The STATE of Texas, Appellee
From the 175th Judicial District Court, Bexar County, Texas Trial Court No. 2013CR0452 Honorable Catherine Torres-Stahl, Judge Presiding
Opinion by: Karen Angelini, Justice
Sitting: Karen Angelini, Justice Marialyn Barnard, Justice Rebeca C. Martinez, Justice
Delivered and Filed: March 28, 2018
AFFIRMED
In January 2013, appellant was indicted with aggravated robbery. Pursuant to a plea-
bargain agreement, on November 18, 2013, appellant was placed on deferred adjudication
community supervision for a period of ten years. On February 24, 2017, the trial court held a
hearing on the State’s motion to revoke appellant’s community supervision and adjudicate his
guilt. At the hearing, appellant pled true to having violated a condition of his probation. That same
day, the trial court revoked appellant’s community supervision, adjudicated his guilt, and
sentenced him to twelve years of imprisonment.

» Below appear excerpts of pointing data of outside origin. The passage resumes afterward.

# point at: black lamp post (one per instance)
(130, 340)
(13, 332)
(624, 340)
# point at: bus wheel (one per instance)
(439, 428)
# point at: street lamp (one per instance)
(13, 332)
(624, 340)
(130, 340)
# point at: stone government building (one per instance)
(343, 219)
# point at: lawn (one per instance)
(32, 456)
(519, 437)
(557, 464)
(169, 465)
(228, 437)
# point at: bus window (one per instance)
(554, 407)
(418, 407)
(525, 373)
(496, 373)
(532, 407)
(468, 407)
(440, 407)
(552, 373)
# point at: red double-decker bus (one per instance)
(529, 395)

Appellant timely filed a notice of appeal. 04-17-00154-CR
Appellant’s court-appointed appellate attorney filed a brief in which he raises two arguable
points of error, but nonetheless concludes that this appeal is frivolous and without merit. See
Anders v. California, 386 U.S. 738 (1967); High v. State, 573 S.W.2d 807 (Tex. Crim. App. 1978).

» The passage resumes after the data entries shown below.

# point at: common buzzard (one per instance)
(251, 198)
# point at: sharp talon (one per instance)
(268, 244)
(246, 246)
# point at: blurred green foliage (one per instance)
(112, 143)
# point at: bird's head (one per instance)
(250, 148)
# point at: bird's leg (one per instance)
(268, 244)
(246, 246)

Counsel states that appellant was provided with a copy of the brief and motion to withdraw, and
was further informed of his right to review the record and file his own brief. See Bruns v. State,
924 S.W.2d 176, 177 n.1 (Tex. App.—San Antonio 1996, no pet.). Counsel further states that he
mailed appellant a copy of the appellate record. Appellant did not file a pro se brief.

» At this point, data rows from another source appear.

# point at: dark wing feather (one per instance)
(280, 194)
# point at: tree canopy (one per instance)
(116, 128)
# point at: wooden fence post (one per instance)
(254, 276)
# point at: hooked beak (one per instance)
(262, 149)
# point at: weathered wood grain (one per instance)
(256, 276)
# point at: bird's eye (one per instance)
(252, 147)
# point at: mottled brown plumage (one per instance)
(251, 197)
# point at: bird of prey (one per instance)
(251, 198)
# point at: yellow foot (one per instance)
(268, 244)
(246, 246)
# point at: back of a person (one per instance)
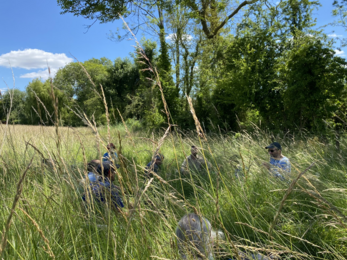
(102, 190)
(193, 237)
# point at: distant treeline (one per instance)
(273, 70)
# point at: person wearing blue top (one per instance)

We have reviewed the record and counsel’s brief. We agree that the appeal is frivolous and
without merit. The judgment of the trial court is affirmed. Furthermore, we grant the motion to
withdraw. See Nichols v. State, 954 S.W.2d 83, 85-86 (Tex. App.—San Antonio 1997, no pet.);
Bruns, 924 S.W.2d at 177 n.1. 1
Karen Angelini, Justice
DO NOT PUBLISH
1 No substitute counsel will be appointed. Should appellant wish to seek further review of this case by the Texas Court of Criminal Appeals, he must either retain an attorney to file a petition for discretionary review or file a pro se petition for discretionary review. Any petition for discretionary review must be filed within thirty days from the later of (1) the date of this opinion; or (2) the date the last timely motion for rehearing is overruled by this court. See Tex. R. App. P. 68.2. Any petition for discretionary review must be filed in the Texas Court of Criminal Appeals. See Tex. R. App. P. 68.3. Any petition for discretionary review should comply with the requirements of Rule 68.4 of the Texas Rules of Appellate Procedure. See Tex. R. App. P. 68.4.